Calathea Fasciata (Round-leaf Calathea) qualifies for 10 curated Growli shortlists — each one filtered objectively from our structured plant-care library, so the selection is consistent and checkable:

  • Best pet-safe houseplantsHouseplants the ASPCA lists as non-toxic to cats and dogs — every one verified against the ASPCA toxic and non-toxic plant list.
  • Best low-light houseplantsHouseplants that need no direct sun and cope with a north-facing room or a spot well back from a window.
  • Best plants for a north-facing windowHouseplants for a north-facing window: bright, even, indirect light and no scorching direct sun.

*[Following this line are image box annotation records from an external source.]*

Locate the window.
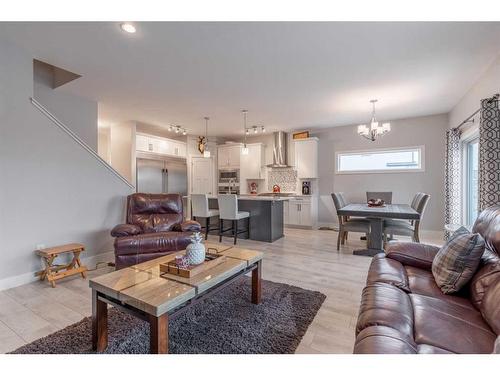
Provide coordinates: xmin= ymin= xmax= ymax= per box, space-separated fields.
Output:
xmin=336 ymin=146 xmax=424 ymax=173
xmin=462 ymin=132 xmax=479 ymax=225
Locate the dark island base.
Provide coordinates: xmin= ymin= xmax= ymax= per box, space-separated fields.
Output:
xmin=207 ymin=198 xmax=283 ymax=242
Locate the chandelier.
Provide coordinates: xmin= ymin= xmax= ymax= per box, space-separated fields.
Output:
xmin=203 ymin=116 xmax=210 ymax=158
xmin=358 ymin=99 xmax=391 ymax=141
xmin=168 ymin=125 xmax=187 ymax=135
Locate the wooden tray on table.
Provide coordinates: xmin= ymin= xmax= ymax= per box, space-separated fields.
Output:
xmin=160 ymin=253 xmax=226 ymax=278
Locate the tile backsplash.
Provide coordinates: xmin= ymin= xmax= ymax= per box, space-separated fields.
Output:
xmin=267 ymin=168 xmax=297 ymax=191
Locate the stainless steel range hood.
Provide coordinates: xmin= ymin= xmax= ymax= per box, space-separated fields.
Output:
xmin=267 ymin=132 xmax=289 ymax=168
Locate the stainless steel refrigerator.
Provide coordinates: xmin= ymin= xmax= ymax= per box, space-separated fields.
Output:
xmin=136 ymin=158 xmax=187 ymax=196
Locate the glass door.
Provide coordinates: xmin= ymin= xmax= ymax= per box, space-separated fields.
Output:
xmin=465 ymin=137 xmax=479 ymax=225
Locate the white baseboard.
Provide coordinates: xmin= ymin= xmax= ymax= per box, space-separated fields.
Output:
xmin=0 ymin=251 xmax=115 ymax=291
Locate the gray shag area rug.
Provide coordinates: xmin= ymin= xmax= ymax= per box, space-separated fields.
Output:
xmin=12 ymin=277 xmax=326 ymax=354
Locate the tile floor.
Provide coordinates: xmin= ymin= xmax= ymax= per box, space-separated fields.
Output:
xmin=0 ymin=228 xmax=439 ymax=353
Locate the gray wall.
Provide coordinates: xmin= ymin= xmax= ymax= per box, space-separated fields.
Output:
xmin=312 ymin=115 xmax=448 ymax=231
xmin=33 ymin=60 xmax=97 ymax=151
xmin=449 ymin=55 xmax=500 ymax=128
xmin=0 ymin=38 xmax=131 ymax=289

Each pick verified against its documented light needs.
  • Best pet-safe low-light plantsNon-toxic to cats and dogs AND happy with no direct sun — the two hardest constraints to satisfy at once.
  • Best humidity-loving houseplantsHouseplants that thrive in a bathroom, kitchen, or by a humidifier — selected by documented humidity preference.
  • Best bathroom plantsHumidity-loving houseplants that also cope with lower light — suited to the steamy, often-dim conditions of a typical bathroom.
  • Best pet-safe bathroom plantsNon-toxic to cats and dogs and happy in the humid, lower-light conditions of a bathroom — safe greenery for the smallest room.
  • Best pet-safe bedroom plantsNon-toxic to cats and dogs and happy in lower light — calming greenery for a bedroom where a pet often sleeps too.
  • Best cat-safe plantsHouseplants the ASPCA lists as non-toxic to cats (and dogs) — safe greenery for a home with a curious cat.
  • Best dog-safe plantsHouseplants the ASPCA lists as non-toxic to dogs (and cats) — safe greenery for a home with a curious dog.
  • Browse all 29 plant shortlists — pet-safe, low-light, drought-tolerant and more

Related guides

Calathea Fasciata (Round-leaf Calathea) is also commonly called Calathea fasciata.